I understand exactly where you're coming from. At work I use multimillions 
worth of bleeding edge blade hardware in our $50,000,000 datacenter deployment 
but at home I play around with Xen on my ASUS X58-based system.
I think some people cannot differentiate need from desire. I am running more or 
less your setup in one of my Xen deployments. I'm not sure what George has 
against Debian but thats what I've been relying on in production since 1997 and 
I've run just about every operating system known to man at some time or another.

Anyway...

You may or may not realise that there is a distinction between XCP and the 
XCP-derived XAPI tool stack.
It is the XAPI tool stack that you would install on a Debian machine. XCP on 
the other hand is a prefabricated open-source equivalent of XenServer.
XCP is actually the whole box and dice, so when you install XCP from the ISO, 
it installs a complete operating system (based on CentOS) along with some 
Citrix-patched components (such as their own modified LVM) and the canonical 
XAPI tool stack.
Once you edit the management interface IP configuration you have a working 
XenServer clone (albeit without the pay-to-play features).
This is the simplest idiot-proof way to play with a Xen-hypervisor system.

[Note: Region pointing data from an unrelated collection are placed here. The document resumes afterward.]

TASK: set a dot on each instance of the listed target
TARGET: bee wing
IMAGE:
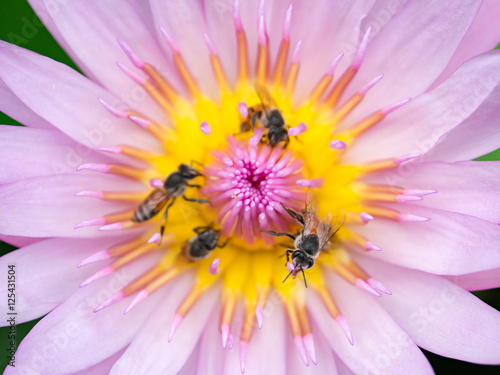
(328, 227)
(157, 199)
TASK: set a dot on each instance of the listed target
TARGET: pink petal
(46, 273)
(18, 241)
(267, 347)
(12, 106)
(326, 358)
(479, 132)
(28, 152)
(378, 341)
(429, 116)
(176, 18)
(412, 49)
(449, 244)
(488, 279)
(331, 26)
(211, 357)
(482, 36)
(92, 29)
(76, 335)
(38, 206)
(439, 316)
(68, 100)
(455, 193)
(163, 356)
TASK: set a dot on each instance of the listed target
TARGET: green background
(14, 16)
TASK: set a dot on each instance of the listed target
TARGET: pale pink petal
(448, 244)
(191, 364)
(455, 192)
(158, 356)
(220, 29)
(102, 367)
(267, 347)
(18, 241)
(12, 106)
(92, 28)
(46, 273)
(185, 24)
(68, 100)
(143, 10)
(477, 135)
(488, 279)
(333, 27)
(438, 315)
(28, 152)
(482, 36)
(381, 13)
(211, 356)
(417, 126)
(412, 49)
(59, 343)
(325, 357)
(380, 345)
(38, 206)
(342, 367)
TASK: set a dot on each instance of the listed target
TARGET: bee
(269, 117)
(199, 246)
(175, 185)
(310, 241)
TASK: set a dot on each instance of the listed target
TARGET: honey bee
(199, 246)
(311, 240)
(269, 117)
(175, 185)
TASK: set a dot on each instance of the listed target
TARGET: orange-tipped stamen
(262, 66)
(294, 70)
(279, 68)
(164, 86)
(353, 102)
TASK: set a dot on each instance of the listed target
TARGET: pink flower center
(248, 184)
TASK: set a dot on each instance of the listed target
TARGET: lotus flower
(414, 222)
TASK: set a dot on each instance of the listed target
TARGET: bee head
(277, 135)
(275, 119)
(310, 244)
(188, 172)
(300, 260)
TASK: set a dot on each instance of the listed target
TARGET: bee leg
(294, 215)
(164, 220)
(304, 276)
(273, 233)
(201, 229)
(197, 200)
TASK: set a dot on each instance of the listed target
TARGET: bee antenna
(304, 276)
(289, 274)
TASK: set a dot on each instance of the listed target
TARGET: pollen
(261, 161)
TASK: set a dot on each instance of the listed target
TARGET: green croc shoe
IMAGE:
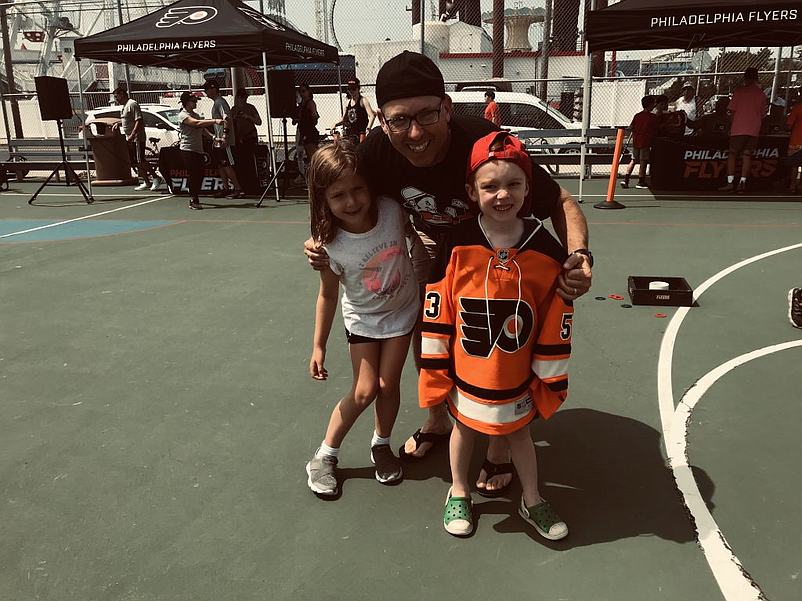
(458, 515)
(548, 524)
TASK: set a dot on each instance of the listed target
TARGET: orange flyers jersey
(496, 337)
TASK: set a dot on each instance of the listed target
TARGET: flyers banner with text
(700, 163)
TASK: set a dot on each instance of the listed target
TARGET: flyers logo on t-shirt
(479, 341)
(425, 205)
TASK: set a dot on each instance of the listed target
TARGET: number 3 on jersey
(432, 309)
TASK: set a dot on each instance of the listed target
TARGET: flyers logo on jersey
(479, 341)
(187, 15)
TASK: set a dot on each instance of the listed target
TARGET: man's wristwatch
(586, 252)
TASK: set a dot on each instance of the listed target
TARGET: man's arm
(571, 228)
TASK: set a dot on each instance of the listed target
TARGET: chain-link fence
(530, 53)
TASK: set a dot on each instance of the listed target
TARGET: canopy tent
(641, 25)
(197, 34)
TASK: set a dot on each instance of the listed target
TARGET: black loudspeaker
(281, 85)
(54, 98)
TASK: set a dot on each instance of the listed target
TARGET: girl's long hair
(329, 164)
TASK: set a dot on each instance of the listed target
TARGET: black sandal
(495, 469)
(419, 438)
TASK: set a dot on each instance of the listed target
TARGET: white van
(517, 110)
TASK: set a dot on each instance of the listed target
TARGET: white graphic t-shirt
(380, 293)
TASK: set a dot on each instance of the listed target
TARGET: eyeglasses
(430, 117)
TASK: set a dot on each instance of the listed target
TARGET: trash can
(110, 151)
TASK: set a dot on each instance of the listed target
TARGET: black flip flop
(421, 437)
(495, 469)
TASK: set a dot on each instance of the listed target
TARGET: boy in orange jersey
(496, 338)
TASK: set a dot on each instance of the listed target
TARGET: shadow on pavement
(606, 476)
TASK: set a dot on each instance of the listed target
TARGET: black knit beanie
(406, 75)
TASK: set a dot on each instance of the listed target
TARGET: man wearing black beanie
(419, 158)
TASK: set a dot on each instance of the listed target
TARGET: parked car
(161, 122)
(519, 112)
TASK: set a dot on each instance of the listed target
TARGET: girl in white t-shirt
(366, 243)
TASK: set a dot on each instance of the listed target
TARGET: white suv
(520, 112)
(161, 123)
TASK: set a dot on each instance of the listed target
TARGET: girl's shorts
(357, 339)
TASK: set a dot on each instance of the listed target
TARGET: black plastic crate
(679, 293)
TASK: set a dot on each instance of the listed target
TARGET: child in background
(495, 337)
(365, 241)
(644, 128)
(794, 123)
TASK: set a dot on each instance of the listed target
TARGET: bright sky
(362, 21)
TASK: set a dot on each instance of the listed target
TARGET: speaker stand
(68, 171)
(279, 168)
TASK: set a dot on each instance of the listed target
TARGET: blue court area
(51, 230)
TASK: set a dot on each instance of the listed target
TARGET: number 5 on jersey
(565, 328)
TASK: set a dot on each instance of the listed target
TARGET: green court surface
(156, 415)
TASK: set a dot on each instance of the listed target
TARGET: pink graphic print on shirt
(377, 278)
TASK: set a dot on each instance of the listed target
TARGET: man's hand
(576, 278)
(316, 369)
(316, 255)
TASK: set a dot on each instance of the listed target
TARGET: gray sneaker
(795, 307)
(388, 466)
(322, 475)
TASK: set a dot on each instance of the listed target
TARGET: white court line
(725, 566)
(730, 573)
(43, 227)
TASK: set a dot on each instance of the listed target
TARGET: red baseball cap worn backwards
(510, 148)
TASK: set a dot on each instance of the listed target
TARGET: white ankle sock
(378, 440)
(327, 450)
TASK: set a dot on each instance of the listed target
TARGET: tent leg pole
(339, 91)
(271, 146)
(585, 116)
(83, 129)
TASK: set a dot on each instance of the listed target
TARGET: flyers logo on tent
(187, 15)
(256, 15)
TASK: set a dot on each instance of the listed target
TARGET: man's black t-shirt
(436, 196)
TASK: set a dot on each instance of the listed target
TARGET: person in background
(774, 123)
(192, 129)
(747, 106)
(687, 104)
(359, 116)
(716, 123)
(491, 110)
(794, 123)
(669, 123)
(307, 122)
(644, 128)
(246, 118)
(223, 152)
(133, 128)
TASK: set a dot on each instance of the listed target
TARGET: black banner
(252, 166)
(700, 163)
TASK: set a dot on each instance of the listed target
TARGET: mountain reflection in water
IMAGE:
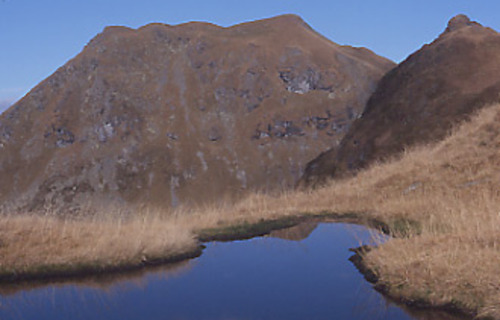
(261, 278)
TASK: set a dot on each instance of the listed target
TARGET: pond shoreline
(235, 232)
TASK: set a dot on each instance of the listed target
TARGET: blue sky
(38, 36)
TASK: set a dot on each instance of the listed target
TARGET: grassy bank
(441, 202)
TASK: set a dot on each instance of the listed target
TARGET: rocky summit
(177, 115)
(419, 101)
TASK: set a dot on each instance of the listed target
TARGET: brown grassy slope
(419, 100)
(451, 190)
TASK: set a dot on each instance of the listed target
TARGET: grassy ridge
(441, 202)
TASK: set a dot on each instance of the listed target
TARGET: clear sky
(38, 36)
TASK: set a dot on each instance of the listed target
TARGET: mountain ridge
(419, 100)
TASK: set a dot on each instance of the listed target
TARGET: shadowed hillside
(417, 102)
(187, 114)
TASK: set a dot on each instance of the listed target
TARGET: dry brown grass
(451, 190)
(33, 244)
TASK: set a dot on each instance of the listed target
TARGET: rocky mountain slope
(177, 115)
(418, 101)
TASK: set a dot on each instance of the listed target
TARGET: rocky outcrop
(420, 100)
(177, 115)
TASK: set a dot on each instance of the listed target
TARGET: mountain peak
(458, 22)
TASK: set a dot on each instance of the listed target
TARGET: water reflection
(261, 278)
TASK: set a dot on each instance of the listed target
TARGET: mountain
(165, 115)
(418, 101)
(4, 104)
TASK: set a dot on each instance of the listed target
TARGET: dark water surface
(301, 273)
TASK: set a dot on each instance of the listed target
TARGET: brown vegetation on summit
(180, 115)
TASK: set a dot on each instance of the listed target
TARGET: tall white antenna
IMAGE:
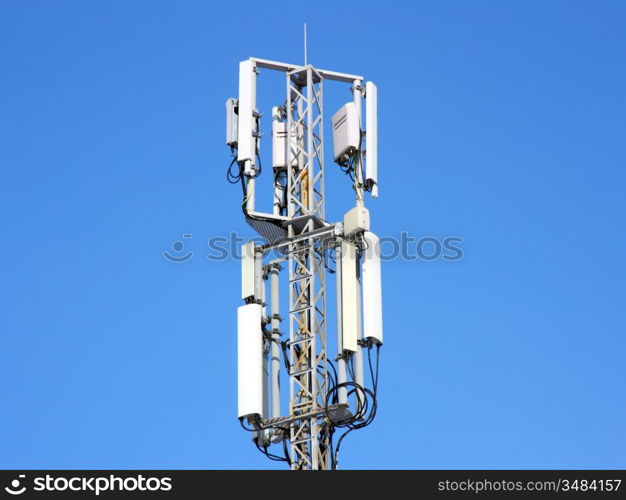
(305, 58)
(327, 389)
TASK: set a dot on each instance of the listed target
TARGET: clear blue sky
(501, 122)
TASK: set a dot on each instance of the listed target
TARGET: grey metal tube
(341, 362)
(275, 372)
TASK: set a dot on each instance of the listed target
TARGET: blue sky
(500, 122)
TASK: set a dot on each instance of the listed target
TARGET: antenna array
(327, 393)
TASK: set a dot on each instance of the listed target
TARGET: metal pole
(358, 165)
(275, 321)
(341, 361)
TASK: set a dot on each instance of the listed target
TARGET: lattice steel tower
(326, 392)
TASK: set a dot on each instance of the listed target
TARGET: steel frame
(308, 375)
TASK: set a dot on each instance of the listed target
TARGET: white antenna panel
(247, 270)
(349, 297)
(346, 131)
(231, 122)
(372, 292)
(371, 136)
(246, 133)
(249, 360)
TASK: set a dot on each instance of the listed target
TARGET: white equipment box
(372, 298)
(247, 270)
(279, 145)
(231, 121)
(249, 360)
(349, 297)
(356, 220)
(346, 132)
(371, 137)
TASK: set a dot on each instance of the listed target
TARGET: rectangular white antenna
(372, 292)
(371, 136)
(349, 297)
(231, 122)
(246, 133)
(247, 270)
(249, 360)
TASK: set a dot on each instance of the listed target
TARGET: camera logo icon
(178, 247)
(15, 489)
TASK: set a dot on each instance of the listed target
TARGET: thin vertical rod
(275, 321)
(341, 361)
(305, 48)
(358, 165)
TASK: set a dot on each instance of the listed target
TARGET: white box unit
(279, 145)
(249, 361)
(372, 294)
(346, 132)
(349, 297)
(246, 133)
(248, 270)
(371, 137)
(356, 220)
(231, 121)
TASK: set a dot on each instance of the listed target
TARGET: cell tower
(327, 390)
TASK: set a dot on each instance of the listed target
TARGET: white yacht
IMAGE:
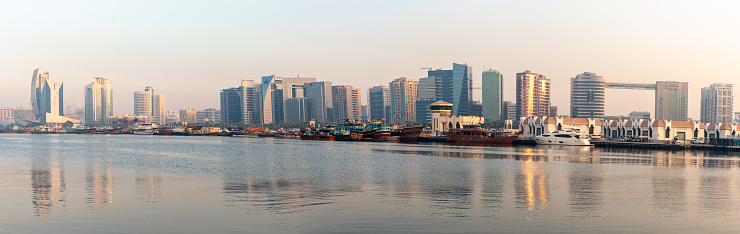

If you are a masochist like myself, you may prefer to more deeply understand 
how things work or you may just have a personal idea of how a cluster of 
machines should operate which differs significantly from those of the guys at 
Citrix.
Either way, through the work of some Citrix employees, the XAPI tool stack is 
in the process of being ported to Linux distributions other than XCP, Debian 
being the first targeted.
I say "in the process" because it is far from ready for production (or even 
home use) unless you want to really get your hands dirty. It's an active 
project (known as Kronos) but I'd say about 50% of it plain doesn't work yet.

Now to your actual issue.

You already know that the "RAID" on your mainboard is bogus. No need to harp on 
that except maybe to the marketing people who continue to mislead everyone.
You've researched Linux software RAID but now you're stuck. If you really MUST 
have RAID then XCP may be forced to do it but upgrades may be problematic.
XCP is after all just CentOS anyway and you can boot CentOS from a software 
RAID volume.

If you MUST use Debian you need to know about some issues booting from a 
software RAID volume on more recent Debian versions. There is a fairly well 
known (by sufferers) race condition during boot involving LVM and the MD 
subsystem where subsequent steps in the boot sequence do not wait long enough 
for the device mapper to build the RAID set before attempting to mount the root 
filesystem. This results in the boot failing with messages about a non-existent 
root filesystem partition. The workaround is involved and you need persist with 
applying it only if you really want to use Debian instead of XCP.
CentOS may exhibit the same behaviour - I don't use it myself so I can't advise 
you there. If it does, then the workaround for it will be as for Debian.

XCP, being an attempt at a noob-proof system, has no support for "fringe" Linux 
features like software RAID. "No support" doesn't mean can't be done. Citrix 
just doesn't want the headache of supporting too-varied deployments and by 
requiring plain SCSI disk presentation to the OS (a-la true hardware RAID) they 
can make any RAID issues someone else's problem.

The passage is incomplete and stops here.